A mixed isotropic-kinematic hardening model considering the transformation-induced plasticity (TRIP) effect was proposed for TRIP steels in this study. Besides the nonlinear Chaboche backstress and linear Prager-Ziegler backstress, a third backstress that depicts the contribution of TRIP effect to the kinematic hardening was presented. The TRIP effect was modeled using an equivalent plastic strain and a stress triaxiality coefficient as the variant. Forward-reverse shear experiments were performed for a cold rolled TRIP780 steel. A new clamper was designed to reduce the buckling during reverse shear. Cyclic loading-unloading-reloading uniaxial tension experiments were conducted and the degradation of elastic modulus with the plastic strain was discussed.

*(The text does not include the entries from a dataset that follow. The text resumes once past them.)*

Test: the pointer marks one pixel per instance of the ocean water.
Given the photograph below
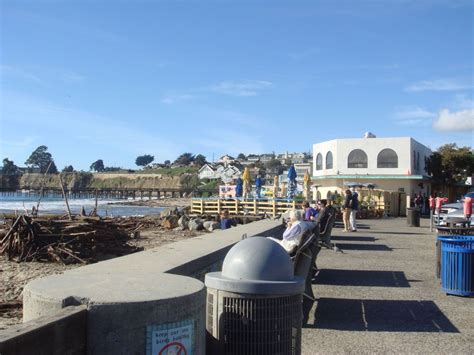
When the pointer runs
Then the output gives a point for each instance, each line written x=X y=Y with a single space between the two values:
x=56 y=205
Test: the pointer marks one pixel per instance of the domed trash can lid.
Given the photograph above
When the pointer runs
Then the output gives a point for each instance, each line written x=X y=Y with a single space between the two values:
x=257 y=266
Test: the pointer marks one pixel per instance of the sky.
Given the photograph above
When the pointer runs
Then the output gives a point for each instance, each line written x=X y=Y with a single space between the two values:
x=114 y=80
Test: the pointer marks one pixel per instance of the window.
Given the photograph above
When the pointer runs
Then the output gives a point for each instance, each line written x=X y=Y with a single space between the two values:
x=329 y=160
x=387 y=158
x=319 y=162
x=357 y=159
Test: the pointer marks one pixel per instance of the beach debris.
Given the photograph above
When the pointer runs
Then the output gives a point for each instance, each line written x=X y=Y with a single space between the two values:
x=195 y=224
x=80 y=240
x=211 y=225
x=183 y=222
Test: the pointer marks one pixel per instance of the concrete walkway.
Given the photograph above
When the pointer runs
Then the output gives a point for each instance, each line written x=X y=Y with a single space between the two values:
x=381 y=295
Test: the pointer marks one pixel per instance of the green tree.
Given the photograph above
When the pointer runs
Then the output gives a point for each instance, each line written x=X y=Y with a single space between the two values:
x=144 y=160
x=41 y=158
x=9 y=167
x=98 y=165
x=200 y=160
x=450 y=164
x=185 y=159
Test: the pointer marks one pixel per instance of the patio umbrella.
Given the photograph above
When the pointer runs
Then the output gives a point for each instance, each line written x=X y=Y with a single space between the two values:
x=246 y=178
x=353 y=184
x=258 y=186
x=306 y=185
x=291 y=191
x=275 y=186
x=238 y=187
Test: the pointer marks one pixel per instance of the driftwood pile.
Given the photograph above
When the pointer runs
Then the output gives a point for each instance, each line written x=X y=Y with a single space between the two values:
x=80 y=240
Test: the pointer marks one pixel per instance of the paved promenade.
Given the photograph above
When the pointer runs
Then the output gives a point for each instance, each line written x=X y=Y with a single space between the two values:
x=381 y=296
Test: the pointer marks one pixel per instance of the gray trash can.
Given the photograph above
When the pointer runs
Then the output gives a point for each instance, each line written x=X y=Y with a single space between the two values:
x=254 y=306
x=413 y=217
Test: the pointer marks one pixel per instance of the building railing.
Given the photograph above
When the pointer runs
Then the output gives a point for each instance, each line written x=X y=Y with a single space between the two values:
x=243 y=206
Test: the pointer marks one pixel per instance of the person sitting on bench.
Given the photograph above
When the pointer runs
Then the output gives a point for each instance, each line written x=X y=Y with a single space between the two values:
x=293 y=232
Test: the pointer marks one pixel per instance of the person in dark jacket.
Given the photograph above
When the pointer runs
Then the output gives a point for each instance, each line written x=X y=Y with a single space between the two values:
x=346 y=211
x=226 y=221
x=354 y=208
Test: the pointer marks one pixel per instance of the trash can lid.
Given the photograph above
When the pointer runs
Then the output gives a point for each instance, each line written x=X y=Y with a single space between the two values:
x=256 y=265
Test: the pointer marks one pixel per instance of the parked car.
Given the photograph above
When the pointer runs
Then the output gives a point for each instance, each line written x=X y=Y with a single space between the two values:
x=454 y=210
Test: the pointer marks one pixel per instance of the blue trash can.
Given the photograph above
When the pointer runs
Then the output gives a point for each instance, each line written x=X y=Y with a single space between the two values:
x=457 y=265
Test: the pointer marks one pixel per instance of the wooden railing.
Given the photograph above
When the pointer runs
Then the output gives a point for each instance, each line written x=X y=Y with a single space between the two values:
x=242 y=206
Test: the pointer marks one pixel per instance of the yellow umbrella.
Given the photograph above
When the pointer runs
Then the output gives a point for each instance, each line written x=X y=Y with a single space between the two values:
x=246 y=178
x=306 y=185
x=275 y=186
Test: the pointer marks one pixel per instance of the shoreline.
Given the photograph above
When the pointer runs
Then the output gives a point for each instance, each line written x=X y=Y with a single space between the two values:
x=163 y=202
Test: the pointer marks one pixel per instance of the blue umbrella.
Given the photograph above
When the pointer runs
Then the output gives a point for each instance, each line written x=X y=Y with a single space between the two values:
x=291 y=191
x=258 y=186
x=238 y=187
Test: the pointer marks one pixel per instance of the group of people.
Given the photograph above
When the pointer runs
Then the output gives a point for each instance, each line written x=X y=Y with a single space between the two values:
x=349 y=210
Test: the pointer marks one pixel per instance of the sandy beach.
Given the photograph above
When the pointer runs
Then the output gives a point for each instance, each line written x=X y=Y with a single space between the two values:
x=15 y=275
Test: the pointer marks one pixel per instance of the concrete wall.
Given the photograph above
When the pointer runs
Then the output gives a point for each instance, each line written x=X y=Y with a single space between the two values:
x=130 y=298
x=63 y=332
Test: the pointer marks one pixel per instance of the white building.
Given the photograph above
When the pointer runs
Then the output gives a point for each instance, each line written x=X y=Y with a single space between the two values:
x=392 y=164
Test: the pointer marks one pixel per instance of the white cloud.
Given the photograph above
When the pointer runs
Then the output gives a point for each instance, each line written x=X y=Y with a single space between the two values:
x=454 y=121
x=79 y=133
x=231 y=88
x=42 y=75
x=174 y=98
x=242 y=88
x=414 y=116
x=20 y=73
x=463 y=102
x=439 y=85
x=413 y=112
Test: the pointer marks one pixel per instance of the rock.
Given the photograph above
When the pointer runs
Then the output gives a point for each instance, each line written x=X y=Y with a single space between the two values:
x=170 y=222
x=195 y=225
x=183 y=222
x=211 y=225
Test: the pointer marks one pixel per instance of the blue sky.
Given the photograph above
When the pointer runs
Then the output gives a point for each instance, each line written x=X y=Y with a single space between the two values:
x=113 y=80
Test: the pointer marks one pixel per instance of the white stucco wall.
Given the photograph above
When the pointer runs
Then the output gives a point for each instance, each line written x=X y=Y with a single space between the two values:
x=340 y=148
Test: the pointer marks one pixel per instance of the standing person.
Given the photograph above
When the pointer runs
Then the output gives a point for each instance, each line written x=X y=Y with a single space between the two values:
x=418 y=202
x=238 y=187
x=226 y=221
x=468 y=210
x=354 y=208
x=346 y=211
x=258 y=186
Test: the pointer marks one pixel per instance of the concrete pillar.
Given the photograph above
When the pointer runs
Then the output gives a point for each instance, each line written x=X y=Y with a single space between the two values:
x=127 y=311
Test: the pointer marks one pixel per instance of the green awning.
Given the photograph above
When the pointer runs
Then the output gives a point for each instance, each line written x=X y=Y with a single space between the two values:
x=372 y=177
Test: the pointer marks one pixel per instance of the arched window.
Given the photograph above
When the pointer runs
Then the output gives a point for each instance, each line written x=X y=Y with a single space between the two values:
x=319 y=162
x=357 y=159
x=387 y=158
x=329 y=160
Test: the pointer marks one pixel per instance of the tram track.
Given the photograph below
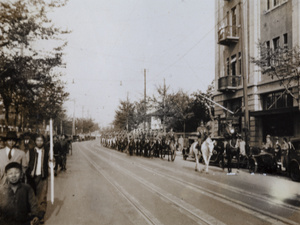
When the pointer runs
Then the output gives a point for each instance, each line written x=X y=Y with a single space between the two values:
x=273 y=219
x=233 y=189
x=148 y=217
x=196 y=215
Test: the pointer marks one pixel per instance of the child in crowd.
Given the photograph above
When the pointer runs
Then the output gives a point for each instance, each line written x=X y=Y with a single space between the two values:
x=18 y=204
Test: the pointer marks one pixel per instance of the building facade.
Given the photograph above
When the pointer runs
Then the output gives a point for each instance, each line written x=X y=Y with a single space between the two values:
x=241 y=25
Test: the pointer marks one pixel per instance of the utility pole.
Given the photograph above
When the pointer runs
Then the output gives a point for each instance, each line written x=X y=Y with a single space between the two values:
x=82 y=119
x=127 y=109
x=61 y=130
x=145 y=104
x=73 y=122
x=245 y=60
x=164 y=103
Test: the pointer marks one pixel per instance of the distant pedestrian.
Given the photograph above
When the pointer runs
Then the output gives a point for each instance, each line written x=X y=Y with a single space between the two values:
x=228 y=150
x=18 y=204
x=57 y=153
x=284 y=154
x=27 y=145
x=64 y=150
x=11 y=154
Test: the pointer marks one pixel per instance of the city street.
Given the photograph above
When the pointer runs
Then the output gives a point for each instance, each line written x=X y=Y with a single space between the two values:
x=104 y=186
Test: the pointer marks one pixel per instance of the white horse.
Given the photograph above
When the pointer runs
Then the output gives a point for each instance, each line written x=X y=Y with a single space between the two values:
x=207 y=148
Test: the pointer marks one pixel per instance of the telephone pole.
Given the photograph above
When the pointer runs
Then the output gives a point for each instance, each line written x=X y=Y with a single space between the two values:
x=145 y=104
x=164 y=103
x=73 y=122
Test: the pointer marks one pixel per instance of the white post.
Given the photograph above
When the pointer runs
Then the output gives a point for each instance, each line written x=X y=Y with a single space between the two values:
x=51 y=162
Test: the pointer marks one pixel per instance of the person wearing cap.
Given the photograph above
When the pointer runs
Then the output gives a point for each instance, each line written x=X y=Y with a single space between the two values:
x=57 y=153
x=269 y=144
x=18 y=204
x=11 y=154
x=27 y=145
x=38 y=170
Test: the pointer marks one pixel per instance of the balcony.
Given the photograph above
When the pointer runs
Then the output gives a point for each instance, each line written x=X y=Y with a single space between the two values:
x=229 y=83
x=228 y=35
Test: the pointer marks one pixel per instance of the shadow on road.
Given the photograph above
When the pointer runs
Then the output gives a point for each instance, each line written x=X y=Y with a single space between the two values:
x=55 y=207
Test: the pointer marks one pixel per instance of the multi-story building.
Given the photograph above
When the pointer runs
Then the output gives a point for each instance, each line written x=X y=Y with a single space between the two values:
x=241 y=25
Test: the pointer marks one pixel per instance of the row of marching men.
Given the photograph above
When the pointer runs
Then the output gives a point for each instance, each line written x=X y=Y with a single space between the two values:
x=141 y=145
x=23 y=179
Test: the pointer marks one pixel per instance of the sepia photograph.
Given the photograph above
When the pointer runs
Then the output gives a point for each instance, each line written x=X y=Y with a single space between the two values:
x=162 y=112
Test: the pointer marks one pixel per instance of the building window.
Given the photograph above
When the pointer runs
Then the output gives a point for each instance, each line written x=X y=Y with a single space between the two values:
x=281 y=125
x=233 y=65
x=277 y=100
x=285 y=40
x=272 y=4
x=276 y=43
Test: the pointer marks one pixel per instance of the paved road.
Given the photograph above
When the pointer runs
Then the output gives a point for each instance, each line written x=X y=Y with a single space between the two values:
x=104 y=186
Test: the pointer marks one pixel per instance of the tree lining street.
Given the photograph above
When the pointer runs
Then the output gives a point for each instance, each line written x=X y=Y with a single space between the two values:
x=104 y=186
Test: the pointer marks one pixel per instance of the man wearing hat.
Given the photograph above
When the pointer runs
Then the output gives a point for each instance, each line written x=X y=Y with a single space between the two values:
x=269 y=144
x=27 y=145
x=18 y=204
x=11 y=154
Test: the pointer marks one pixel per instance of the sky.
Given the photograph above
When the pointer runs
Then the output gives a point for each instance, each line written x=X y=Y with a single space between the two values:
x=112 y=42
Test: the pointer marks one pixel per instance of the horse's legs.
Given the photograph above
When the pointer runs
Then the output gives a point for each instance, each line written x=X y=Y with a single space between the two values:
x=197 y=161
x=209 y=156
x=205 y=157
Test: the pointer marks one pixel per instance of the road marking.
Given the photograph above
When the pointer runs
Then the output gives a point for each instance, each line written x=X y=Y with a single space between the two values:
x=274 y=219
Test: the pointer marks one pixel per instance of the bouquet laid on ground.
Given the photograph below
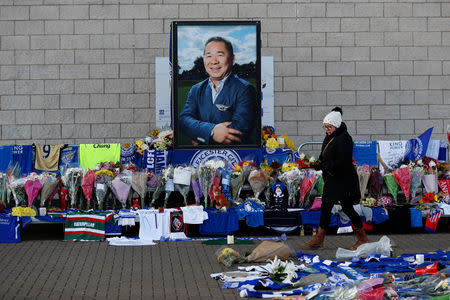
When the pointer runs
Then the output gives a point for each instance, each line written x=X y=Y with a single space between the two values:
x=227 y=257
x=32 y=187
x=49 y=184
x=139 y=185
x=121 y=186
x=363 y=177
x=282 y=271
x=72 y=179
x=403 y=177
x=291 y=180
x=258 y=180
x=182 y=180
x=103 y=179
x=87 y=185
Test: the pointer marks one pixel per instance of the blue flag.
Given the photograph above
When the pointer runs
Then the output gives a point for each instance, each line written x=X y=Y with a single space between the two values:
x=416 y=148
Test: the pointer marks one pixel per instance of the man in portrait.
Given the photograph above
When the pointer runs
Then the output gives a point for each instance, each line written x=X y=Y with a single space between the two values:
x=222 y=108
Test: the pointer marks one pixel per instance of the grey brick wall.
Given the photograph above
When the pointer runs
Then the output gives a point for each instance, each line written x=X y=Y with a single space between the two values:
x=78 y=71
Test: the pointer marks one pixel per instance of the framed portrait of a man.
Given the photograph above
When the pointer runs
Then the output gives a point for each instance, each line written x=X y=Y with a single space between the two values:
x=216 y=84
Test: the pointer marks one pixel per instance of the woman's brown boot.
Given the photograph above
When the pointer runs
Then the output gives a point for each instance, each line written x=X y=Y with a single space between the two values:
x=362 y=238
x=317 y=242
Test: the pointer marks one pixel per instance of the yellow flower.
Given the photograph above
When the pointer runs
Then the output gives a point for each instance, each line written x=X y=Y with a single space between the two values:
x=289 y=143
x=272 y=144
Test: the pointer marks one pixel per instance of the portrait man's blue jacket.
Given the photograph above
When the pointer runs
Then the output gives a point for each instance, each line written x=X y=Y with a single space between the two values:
x=236 y=103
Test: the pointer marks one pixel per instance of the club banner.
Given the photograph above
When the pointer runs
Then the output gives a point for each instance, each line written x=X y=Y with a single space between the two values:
x=196 y=158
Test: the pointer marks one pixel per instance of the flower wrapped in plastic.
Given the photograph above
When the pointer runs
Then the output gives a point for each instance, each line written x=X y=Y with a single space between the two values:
x=258 y=180
x=72 y=179
x=32 y=188
x=215 y=182
x=49 y=184
x=403 y=177
x=121 y=186
x=291 y=180
x=103 y=179
x=17 y=188
x=139 y=185
x=228 y=256
x=363 y=177
x=391 y=185
x=169 y=186
x=416 y=180
x=87 y=185
x=375 y=182
x=182 y=180
x=306 y=185
x=282 y=271
x=236 y=182
x=3 y=189
x=195 y=184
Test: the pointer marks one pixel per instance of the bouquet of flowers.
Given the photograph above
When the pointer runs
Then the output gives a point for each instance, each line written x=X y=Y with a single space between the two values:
x=227 y=257
x=307 y=183
x=103 y=179
x=319 y=183
x=291 y=180
x=195 y=184
x=49 y=184
x=305 y=161
x=403 y=177
x=416 y=180
x=258 y=180
x=363 y=176
x=87 y=185
x=206 y=174
x=160 y=186
x=375 y=182
x=215 y=182
x=139 y=184
x=430 y=180
x=72 y=179
x=32 y=187
x=3 y=189
x=236 y=181
x=392 y=186
x=17 y=188
x=121 y=186
x=182 y=180
x=282 y=271
x=168 y=187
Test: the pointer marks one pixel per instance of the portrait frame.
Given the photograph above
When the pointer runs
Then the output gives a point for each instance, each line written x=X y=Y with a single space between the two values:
x=188 y=40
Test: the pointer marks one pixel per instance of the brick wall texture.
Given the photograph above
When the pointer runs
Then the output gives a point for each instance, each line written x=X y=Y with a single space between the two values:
x=83 y=71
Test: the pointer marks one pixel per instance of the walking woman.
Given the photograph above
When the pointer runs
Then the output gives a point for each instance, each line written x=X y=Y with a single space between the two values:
x=340 y=178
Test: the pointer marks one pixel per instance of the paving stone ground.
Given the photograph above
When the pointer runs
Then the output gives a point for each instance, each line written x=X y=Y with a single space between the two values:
x=43 y=266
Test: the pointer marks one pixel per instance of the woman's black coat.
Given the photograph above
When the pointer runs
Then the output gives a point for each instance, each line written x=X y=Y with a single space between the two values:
x=339 y=173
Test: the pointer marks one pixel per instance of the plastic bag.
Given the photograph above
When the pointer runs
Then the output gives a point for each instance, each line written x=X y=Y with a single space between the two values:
x=383 y=247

Micro-indentation tests were performed to check the true elastic modulus. U-bending springback simulation was performed with the new hardening model combined with the Yoshida's elastic modulus. The results showed that the investigated TRIP780 steel has prominent kinematic hardening behavior, Bauschinger effect, transient hardening and permanent softening during forward-reverse shear deformation. The percentage of the third backstress component due to the TRIP effect in the total backstress reaches 31% at 0.25 plastic strain. Springback simulation with the proposed hardening model combined with the degradation of elastic modulus is more precise than the isotropic model.